Does the appearance of varicocele in puberty affect the growth and development of the penis in a man and on general pubertal development?
To keep blood from pooling in the lower parts of your body, your veins contain small check valves that only allow the blood to flow in one direction. If the valves are weak (leak) or fail, then blood can build up in that area. A varicocele is caused when one or more valves in the veins in the scrotum don't work properly. The result is that the veins get bigger and stretched. This causes discomfort or pain, but it can also impact the testicles in the scrotum. Because the body grows quickly during adolescence, the appearance of varicoceles more often happen during the teenage years than during childhood.
Testicles need to be a few degrees cooler than your body to operate correctly. If testicles get too warm for a long period of time, sperm is not produced and you become infertile. Thus, the most common concern with a varicocele is that it can make a man infertile because the pooling blood warms the testicles and also makes it harder for the testicles to cool off.

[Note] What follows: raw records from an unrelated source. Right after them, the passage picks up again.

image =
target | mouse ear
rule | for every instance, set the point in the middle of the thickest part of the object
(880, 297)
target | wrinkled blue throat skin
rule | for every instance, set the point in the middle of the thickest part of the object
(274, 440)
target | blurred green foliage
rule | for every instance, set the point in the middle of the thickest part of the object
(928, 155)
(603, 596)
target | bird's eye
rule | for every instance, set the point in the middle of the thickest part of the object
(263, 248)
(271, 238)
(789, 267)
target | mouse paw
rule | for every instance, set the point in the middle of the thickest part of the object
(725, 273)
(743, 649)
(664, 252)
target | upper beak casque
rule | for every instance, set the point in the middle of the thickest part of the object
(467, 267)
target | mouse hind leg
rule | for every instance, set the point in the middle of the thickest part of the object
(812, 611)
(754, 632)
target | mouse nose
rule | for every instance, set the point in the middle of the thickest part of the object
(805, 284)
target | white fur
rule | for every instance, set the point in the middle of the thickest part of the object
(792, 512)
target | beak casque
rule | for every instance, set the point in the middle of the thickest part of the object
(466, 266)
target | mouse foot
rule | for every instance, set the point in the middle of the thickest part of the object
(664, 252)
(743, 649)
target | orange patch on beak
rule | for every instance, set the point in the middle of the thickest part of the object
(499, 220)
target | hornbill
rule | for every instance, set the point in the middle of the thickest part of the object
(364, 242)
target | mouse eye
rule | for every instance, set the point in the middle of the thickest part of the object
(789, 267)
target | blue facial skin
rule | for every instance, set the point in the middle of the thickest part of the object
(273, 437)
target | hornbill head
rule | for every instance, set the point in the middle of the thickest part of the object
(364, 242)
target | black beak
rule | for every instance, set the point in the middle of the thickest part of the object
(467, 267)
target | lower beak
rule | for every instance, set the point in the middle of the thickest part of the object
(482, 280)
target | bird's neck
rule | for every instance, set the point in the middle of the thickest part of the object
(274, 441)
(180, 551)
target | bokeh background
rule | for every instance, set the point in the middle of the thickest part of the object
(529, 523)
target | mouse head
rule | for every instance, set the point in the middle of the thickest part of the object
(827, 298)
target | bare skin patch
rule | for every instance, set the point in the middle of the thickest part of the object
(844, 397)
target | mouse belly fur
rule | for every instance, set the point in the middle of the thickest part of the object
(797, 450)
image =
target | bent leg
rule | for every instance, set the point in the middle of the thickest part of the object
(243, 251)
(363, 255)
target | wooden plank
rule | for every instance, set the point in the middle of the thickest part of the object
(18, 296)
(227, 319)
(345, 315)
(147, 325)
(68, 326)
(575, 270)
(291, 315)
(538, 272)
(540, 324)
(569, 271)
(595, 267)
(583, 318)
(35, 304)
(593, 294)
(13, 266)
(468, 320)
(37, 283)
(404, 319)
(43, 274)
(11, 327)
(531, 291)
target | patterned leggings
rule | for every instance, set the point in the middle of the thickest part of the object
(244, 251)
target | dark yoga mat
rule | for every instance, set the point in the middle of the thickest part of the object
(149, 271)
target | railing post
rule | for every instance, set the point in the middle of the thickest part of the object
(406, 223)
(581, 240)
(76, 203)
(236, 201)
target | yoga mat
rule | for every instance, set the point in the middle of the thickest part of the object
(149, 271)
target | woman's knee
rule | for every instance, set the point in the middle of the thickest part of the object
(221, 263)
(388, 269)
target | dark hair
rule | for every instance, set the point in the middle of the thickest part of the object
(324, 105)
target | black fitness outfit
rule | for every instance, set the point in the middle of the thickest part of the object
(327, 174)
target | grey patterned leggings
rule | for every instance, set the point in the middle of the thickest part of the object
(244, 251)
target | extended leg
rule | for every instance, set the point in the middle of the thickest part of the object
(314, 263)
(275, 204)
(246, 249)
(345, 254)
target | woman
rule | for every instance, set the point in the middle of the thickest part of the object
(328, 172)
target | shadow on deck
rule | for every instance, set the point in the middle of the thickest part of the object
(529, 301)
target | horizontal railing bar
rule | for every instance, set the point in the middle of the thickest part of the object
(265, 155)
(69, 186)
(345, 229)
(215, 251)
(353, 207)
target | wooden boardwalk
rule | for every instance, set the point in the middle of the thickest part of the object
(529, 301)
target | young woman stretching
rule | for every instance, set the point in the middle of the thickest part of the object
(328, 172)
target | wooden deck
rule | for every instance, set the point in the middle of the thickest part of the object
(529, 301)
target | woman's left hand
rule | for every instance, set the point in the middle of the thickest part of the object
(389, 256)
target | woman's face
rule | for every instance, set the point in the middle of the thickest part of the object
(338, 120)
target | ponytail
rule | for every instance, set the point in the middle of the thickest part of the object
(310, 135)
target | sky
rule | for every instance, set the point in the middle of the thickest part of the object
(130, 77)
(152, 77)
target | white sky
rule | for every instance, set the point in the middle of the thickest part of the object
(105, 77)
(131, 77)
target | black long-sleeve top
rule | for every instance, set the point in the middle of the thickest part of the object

Sometimes the failed valves causes blood to back up into the testicles themselves. If that happens, there can be damage to them. Not only might it cause infertility, but since the testicles are the source of your testosterone, such damage can impact your development.
Varicoceles should be checked by a doctor. Some cause no symptoms and, thus, only need to be monitored. Checking for fertility impact during early adolescence is difficult since the production of sperm may not have started or is still ramping up. Testing for impact on testosterone is also difficult because it is ramping up and fluctuating greatly during early adolescence. These are things that a doctor is best suited to evaluate.